Il était noir. Il était intellectuel. Il était martiniquais. Il était algérien. Pour le commun des mortels, ce serait dur d’être ou de devenir tout cela à la fois en l’espace de 37 ans.
Et ce n’est pas du tout évident de le devenir pour la plupart d’entre nous, quelle que soit notre espérance de vie. Ce défi, Frantz Fanon l’a relevé magistralement. Il a réussi à être beaucoup plus que cela durant sa courte et intense vie d’homme-combat.
En tant que Martiniquais lié à la France par l’histoire et la colonisation, il avait porté le fardeau de l’esclavagisme, du racisme et le complexe de son propre peuple qui refusait son appartenance noire ou simplement son métissage aux noirs. L’homme qui bouillonnait en lui- car Fanon maudissait ces humains passifs qui subissent sans bouger le petit doigt - se démarque du colonisateur raciste français et du colonisé qui se lamente sur son sort et son passé d’esclave au lieu d’agir. Fanon va vers l’homme au sens universel comme le souligne Francis Jeanson, philosophe français et animateur de réseau de soutien au FLN qui porte son nom : « Son message est pénétrant. Il a travaillé le sens, c’est pour cela qu’il a touché à l’universalisme ».
La révolution et la dignité de l’humain habitaient l’esprit du médecin. Hautement politisé qu’il était, sa rencontre avec la révolution algérienne n’a fait que mettre en pratique sa vision libératrice des peuples.
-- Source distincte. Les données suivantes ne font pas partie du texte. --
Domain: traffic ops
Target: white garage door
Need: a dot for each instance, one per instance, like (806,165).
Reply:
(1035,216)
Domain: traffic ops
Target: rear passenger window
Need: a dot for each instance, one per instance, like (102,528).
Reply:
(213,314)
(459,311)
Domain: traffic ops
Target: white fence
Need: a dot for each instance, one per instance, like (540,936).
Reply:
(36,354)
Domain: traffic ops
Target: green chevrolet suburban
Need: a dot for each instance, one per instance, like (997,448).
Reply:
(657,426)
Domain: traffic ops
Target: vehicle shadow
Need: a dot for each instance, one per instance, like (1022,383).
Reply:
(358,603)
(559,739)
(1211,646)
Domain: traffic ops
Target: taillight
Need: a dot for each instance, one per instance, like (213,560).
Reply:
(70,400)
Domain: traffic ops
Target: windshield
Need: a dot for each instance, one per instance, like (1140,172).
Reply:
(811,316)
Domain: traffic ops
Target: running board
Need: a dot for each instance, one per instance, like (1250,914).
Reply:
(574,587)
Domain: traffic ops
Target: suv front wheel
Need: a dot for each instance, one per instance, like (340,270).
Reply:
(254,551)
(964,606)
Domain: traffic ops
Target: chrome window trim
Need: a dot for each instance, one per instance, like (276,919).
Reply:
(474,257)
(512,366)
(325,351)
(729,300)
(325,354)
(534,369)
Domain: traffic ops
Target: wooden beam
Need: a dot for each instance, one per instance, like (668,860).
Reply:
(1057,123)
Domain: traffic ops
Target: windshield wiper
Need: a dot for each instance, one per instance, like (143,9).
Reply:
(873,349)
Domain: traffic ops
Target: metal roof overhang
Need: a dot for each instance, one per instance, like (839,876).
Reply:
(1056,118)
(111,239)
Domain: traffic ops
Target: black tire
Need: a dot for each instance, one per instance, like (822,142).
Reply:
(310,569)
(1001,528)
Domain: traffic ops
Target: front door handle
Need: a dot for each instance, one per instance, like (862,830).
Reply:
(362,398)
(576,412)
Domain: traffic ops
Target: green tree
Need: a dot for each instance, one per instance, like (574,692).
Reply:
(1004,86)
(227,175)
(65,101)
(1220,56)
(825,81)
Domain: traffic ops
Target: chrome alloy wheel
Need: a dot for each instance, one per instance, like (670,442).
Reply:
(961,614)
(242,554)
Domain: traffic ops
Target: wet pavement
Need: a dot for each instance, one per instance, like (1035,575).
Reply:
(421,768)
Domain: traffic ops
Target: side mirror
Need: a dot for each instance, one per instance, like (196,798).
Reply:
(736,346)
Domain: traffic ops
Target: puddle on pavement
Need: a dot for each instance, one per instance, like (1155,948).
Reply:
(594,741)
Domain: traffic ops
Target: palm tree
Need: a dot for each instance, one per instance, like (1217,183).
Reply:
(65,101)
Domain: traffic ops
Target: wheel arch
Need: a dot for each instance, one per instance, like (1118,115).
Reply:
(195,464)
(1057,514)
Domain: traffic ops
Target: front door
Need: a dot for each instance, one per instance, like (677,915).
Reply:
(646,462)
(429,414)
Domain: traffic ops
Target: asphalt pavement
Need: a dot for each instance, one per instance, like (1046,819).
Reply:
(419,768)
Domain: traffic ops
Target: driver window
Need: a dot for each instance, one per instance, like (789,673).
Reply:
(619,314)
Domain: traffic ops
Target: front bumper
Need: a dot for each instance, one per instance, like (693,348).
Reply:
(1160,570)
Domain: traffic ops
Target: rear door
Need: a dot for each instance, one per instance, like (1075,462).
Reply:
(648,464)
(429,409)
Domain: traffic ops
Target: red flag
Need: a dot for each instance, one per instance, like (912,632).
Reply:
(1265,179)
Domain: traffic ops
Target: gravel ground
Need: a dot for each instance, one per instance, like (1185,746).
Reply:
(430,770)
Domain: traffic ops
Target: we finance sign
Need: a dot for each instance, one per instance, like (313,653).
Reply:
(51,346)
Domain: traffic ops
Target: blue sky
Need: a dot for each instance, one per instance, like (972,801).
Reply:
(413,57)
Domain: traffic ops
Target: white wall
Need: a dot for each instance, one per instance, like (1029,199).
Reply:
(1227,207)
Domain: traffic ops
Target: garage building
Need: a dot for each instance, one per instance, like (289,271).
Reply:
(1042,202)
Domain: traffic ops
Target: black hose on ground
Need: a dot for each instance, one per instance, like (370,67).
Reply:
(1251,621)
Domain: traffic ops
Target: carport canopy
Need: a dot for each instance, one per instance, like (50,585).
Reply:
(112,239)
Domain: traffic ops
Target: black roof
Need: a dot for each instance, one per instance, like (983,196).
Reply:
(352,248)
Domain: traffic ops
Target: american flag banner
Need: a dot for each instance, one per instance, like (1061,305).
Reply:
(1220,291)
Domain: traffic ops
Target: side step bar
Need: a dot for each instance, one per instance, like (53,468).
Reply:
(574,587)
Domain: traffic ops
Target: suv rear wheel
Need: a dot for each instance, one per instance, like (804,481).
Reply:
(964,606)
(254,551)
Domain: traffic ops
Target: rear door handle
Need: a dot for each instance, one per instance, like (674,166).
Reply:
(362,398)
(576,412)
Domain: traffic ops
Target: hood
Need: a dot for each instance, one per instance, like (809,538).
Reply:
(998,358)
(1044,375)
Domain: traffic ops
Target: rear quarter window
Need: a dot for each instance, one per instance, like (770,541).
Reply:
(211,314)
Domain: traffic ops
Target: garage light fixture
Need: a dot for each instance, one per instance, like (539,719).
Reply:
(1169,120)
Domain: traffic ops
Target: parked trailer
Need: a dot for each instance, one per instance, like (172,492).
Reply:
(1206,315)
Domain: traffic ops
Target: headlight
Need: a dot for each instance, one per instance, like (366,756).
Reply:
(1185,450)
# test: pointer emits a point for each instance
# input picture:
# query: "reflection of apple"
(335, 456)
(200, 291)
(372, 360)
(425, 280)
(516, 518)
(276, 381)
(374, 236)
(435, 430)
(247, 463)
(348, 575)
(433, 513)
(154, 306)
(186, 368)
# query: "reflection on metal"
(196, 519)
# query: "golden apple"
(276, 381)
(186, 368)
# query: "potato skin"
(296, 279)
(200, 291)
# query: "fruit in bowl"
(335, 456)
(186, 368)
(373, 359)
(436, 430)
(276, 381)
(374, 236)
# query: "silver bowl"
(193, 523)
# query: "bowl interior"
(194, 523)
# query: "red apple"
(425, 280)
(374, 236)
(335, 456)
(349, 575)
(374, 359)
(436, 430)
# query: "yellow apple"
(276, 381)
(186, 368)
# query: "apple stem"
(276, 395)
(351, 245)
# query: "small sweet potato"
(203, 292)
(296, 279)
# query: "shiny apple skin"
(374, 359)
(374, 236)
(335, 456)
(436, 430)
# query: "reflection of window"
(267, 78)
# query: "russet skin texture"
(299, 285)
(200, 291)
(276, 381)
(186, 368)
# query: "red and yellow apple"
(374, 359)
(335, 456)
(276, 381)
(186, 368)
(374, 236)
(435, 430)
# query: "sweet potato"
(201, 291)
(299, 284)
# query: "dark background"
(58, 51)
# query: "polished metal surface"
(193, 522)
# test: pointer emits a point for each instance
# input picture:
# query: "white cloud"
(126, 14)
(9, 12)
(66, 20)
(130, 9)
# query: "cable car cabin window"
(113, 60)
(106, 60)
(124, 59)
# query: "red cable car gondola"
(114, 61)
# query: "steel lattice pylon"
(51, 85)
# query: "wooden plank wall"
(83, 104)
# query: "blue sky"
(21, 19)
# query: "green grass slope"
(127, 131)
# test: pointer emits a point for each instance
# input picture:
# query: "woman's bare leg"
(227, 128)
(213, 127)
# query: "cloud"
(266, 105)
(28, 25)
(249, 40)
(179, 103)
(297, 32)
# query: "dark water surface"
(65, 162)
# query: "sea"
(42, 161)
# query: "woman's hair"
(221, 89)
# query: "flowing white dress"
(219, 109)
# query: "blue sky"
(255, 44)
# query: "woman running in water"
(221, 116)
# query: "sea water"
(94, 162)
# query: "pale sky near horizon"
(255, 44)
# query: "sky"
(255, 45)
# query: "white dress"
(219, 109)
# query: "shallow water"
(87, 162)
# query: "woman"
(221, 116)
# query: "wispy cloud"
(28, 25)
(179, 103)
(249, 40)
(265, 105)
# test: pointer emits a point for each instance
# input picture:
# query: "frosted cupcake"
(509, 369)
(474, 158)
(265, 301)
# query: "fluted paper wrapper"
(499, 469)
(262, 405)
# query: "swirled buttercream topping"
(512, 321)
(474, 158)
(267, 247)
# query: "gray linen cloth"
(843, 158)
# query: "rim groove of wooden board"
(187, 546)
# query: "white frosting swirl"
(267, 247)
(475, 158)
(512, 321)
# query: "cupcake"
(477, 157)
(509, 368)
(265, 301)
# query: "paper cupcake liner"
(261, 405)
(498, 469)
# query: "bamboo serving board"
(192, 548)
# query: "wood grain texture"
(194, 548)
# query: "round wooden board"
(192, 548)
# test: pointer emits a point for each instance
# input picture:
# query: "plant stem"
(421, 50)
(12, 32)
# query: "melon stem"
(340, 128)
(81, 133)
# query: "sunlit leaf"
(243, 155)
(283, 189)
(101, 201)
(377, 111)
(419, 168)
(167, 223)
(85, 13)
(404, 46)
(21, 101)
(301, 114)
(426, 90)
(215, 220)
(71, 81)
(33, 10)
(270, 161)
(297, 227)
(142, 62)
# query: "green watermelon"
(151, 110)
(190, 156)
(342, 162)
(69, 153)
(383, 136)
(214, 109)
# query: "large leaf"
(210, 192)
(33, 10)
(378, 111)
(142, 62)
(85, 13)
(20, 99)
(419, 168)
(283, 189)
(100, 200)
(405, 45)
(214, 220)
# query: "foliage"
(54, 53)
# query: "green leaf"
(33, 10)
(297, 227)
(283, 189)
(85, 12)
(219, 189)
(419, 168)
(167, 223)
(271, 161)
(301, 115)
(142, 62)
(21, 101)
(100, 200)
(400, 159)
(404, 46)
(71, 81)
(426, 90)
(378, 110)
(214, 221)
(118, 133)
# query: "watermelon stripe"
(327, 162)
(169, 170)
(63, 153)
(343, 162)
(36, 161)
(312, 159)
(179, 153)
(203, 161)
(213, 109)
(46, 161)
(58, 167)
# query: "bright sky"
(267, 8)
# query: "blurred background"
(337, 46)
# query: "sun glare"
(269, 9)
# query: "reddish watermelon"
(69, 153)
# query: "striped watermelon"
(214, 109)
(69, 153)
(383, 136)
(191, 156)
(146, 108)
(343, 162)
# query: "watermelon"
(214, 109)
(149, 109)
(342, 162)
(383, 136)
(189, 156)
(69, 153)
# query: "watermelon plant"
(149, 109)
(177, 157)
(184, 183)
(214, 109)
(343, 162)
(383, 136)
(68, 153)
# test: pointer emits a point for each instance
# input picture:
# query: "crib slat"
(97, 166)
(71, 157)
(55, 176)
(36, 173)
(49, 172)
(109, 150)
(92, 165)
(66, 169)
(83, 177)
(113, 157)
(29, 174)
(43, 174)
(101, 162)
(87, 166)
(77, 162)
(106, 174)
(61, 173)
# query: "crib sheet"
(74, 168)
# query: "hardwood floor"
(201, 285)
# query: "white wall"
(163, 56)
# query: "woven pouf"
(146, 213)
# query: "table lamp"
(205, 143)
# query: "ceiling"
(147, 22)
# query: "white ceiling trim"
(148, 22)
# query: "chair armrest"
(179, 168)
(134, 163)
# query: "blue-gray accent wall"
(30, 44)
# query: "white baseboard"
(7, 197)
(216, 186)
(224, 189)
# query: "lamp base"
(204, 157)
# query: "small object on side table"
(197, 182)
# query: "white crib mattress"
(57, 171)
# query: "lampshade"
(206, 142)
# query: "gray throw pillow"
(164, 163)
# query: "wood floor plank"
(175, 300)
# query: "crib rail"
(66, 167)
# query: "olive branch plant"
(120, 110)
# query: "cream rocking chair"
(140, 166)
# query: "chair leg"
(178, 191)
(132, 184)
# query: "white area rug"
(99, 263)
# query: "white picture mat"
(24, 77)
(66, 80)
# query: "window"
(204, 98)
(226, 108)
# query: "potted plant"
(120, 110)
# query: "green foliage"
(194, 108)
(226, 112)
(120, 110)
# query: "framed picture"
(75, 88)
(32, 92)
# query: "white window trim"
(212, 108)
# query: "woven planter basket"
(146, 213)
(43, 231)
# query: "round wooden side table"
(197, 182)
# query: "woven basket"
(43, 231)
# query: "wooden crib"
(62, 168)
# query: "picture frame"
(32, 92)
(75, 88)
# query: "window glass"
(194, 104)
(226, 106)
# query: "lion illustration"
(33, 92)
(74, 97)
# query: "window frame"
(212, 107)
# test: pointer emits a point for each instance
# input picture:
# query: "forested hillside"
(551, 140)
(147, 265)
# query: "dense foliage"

Réda Malek, membre de la délégation des accords d’Evian et ex premier ministre, dira de son côté que Fanon avait établi un lien entre son travail de psychiatre et les conditions dans lesquelles vivaient l’ensemble des Algériens. Il dira que les méthodes modernes de psychiatrie ne peuvent pas s’appliquer sur un peuple dominé. Ayant été psychiatre à Blida, Fanon a pu à travers le traitement des malades mentaux à mettre à nu l’apartheid exercé par la France coloniale à l’égard des indigènes algériens.